In 2017 ILGA embarked on the second roll-out of our world survey, the ILGA-RIWI global attitudes survey on attitudes to sexual, gender and sex minorities, in partnership with Viacom, Logo and SAGE.
This survey reached around 116,000 unique respondents in 75 countries (plus Hong Kong and Taiwan). Aware of the imprecision, but for simplicity in communicating in this document, we refer to ‘77 countries’ throughout this text. In each country we surveyed, we achieved a minimum of 1000 respondents, but in some this figure reached over 3000.
The fact that the digital data-collection mechanism we use (devised by RIWI – see methodology section below) allows us to cross borders with our questions creates exciting opportunities to assist advocacy and inform policy. We are able to enter the most hostile countries to sexual and gender minorities and elicit responses that would be virtually impossible to achieve using traditional in-person, group or phone polling methods. Our method is anonymized and leaves no tracks on digital devices, and as such respondent safety is ensured.

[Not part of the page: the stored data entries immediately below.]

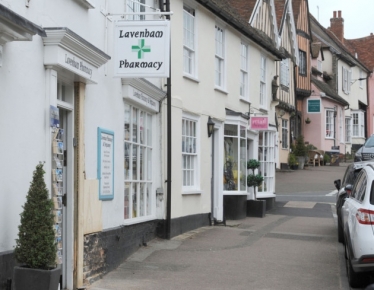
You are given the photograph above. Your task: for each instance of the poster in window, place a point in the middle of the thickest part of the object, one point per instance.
(105, 164)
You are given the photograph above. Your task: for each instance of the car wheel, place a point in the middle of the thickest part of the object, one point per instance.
(355, 280)
(340, 232)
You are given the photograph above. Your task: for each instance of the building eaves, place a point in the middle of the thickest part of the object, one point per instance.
(224, 10)
(330, 92)
(9, 16)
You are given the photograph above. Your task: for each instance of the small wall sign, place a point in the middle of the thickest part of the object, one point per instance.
(105, 145)
(314, 106)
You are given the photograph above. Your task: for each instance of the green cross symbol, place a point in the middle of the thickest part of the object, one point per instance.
(141, 48)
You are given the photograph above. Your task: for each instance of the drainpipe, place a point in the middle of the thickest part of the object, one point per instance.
(169, 135)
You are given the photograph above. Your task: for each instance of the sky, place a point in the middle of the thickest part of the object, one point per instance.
(357, 15)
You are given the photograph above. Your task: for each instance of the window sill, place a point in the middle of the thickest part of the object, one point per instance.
(191, 78)
(192, 192)
(221, 90)
(138, 220)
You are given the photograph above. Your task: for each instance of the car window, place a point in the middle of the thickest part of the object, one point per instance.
(360, 186)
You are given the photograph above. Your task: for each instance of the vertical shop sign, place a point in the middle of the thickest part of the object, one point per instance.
(141, 49)
(105, 164)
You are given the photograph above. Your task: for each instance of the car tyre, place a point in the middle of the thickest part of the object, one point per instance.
(356, 280)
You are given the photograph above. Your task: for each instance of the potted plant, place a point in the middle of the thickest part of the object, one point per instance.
(255, 207)
(36, 247)
(292, 162)
(300, 151)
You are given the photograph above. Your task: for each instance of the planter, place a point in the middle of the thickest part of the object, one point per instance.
(256, 208)
(301, 160)
(35, 279)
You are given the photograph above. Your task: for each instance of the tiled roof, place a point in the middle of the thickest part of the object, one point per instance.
(330, 40)
(279, 11)
(330, 92)
(228, 10)
(364, 49)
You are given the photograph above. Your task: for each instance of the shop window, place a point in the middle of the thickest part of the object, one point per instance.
(137, 163)
(266, 156)
(189, 154)
(235, 158)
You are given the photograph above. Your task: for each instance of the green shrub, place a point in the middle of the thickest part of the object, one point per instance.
(35, 245)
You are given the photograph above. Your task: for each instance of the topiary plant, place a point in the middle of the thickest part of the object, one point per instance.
(35, 246)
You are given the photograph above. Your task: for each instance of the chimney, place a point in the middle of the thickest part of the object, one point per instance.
(337, 26)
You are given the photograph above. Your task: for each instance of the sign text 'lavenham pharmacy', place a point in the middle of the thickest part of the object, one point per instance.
(142, 49)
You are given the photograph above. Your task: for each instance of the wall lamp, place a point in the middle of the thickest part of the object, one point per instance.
(210, 126)
(360, 79)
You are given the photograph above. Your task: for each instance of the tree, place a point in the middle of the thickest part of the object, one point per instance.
(35, 245)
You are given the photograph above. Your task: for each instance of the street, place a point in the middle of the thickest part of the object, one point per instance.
(294, 247)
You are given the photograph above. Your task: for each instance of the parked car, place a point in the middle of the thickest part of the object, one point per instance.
(349, 177)
(358, 224)
(366, 152)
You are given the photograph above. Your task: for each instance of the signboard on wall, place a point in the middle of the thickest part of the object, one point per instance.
(141, 49)
(105, 159)
(314, 106)
(259, 123)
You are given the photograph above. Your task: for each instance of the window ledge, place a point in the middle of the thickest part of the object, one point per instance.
(191, 78)
(220, 90)
(133, 221)
(192, 192)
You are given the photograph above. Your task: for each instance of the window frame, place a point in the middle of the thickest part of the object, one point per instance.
(302, 63)
(285, 72)
(143, 180)
(195, 188)
(187, 48)
(219, 62)
(329, 124)
(244, 90)
(263, 98)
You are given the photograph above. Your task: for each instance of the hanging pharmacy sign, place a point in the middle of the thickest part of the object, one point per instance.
(259, 123)
(142, 49)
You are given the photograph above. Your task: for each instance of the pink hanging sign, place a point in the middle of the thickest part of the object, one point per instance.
(260, 123)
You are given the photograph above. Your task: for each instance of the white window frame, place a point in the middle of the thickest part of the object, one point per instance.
(346, 80)
(219, 66)
(189, 41)
(302, 63)
(244, 91)
(186, 139)
(341, 125)
(144, 153)
(358, 124)
(348, 130)
(329, 124)
(284, 134)
(135, 6)
(263, 98)
(285, 72)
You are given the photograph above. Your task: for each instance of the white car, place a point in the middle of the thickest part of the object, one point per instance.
(358, 222)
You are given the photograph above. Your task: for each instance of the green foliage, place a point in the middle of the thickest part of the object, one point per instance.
(300, 148)
(35, 245)
(292, 159)
(253, 164)
(326, 158)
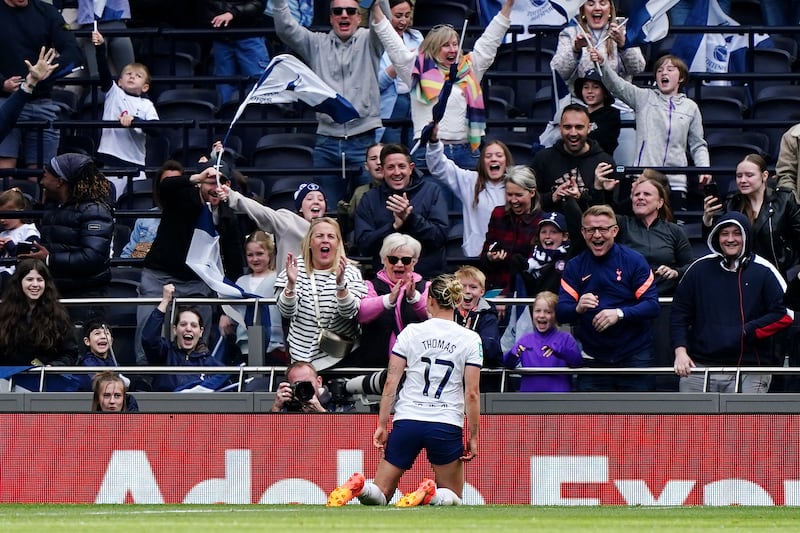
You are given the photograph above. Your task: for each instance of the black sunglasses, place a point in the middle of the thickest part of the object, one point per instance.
(393, 259)
(339, 10)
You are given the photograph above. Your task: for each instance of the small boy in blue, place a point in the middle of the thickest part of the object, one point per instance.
(98, 341)
(547, 347)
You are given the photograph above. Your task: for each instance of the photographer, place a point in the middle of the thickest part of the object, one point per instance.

It is probably fair to say that in no country in the world can people of the same sex who are romantically or sexually attracted to each other feel safe enough to hold hands in the public space day or night in their own countries (although there are enclaves where at times it is safe). Likewise, in all societies, numerous people who dress, act or identify as one sex having been born another are exposed to verbal and physical abuse just for expressing themselves as they do, for being who they are. Invasive surgeries and non-recognition of their unique bodily construction, and numerous other indignities are visited upon people born with bodily organs, such as genitals, that are not typically male or female. Individuals belonging to these populations face discrimination and violence daily.
Despite the decades of growing awareness and acceptance of sexual, gender, and sex [characteristic] diversity, the force of negation still exerts great power all over the planet, played out in violence, negation or discrimination in policy and law, forced surgeries and numerous other violations. Variously and increasingly, we witness our identities and bodies being instrumentalised by political and religious forces that insist traditional norms are paramount and that we (sexual, gender and sex minorities) are anomalies. The backlash at national levels to progress made at the United Nations and at regional human rights institutions demonstrate the ideological war that is currently occurring.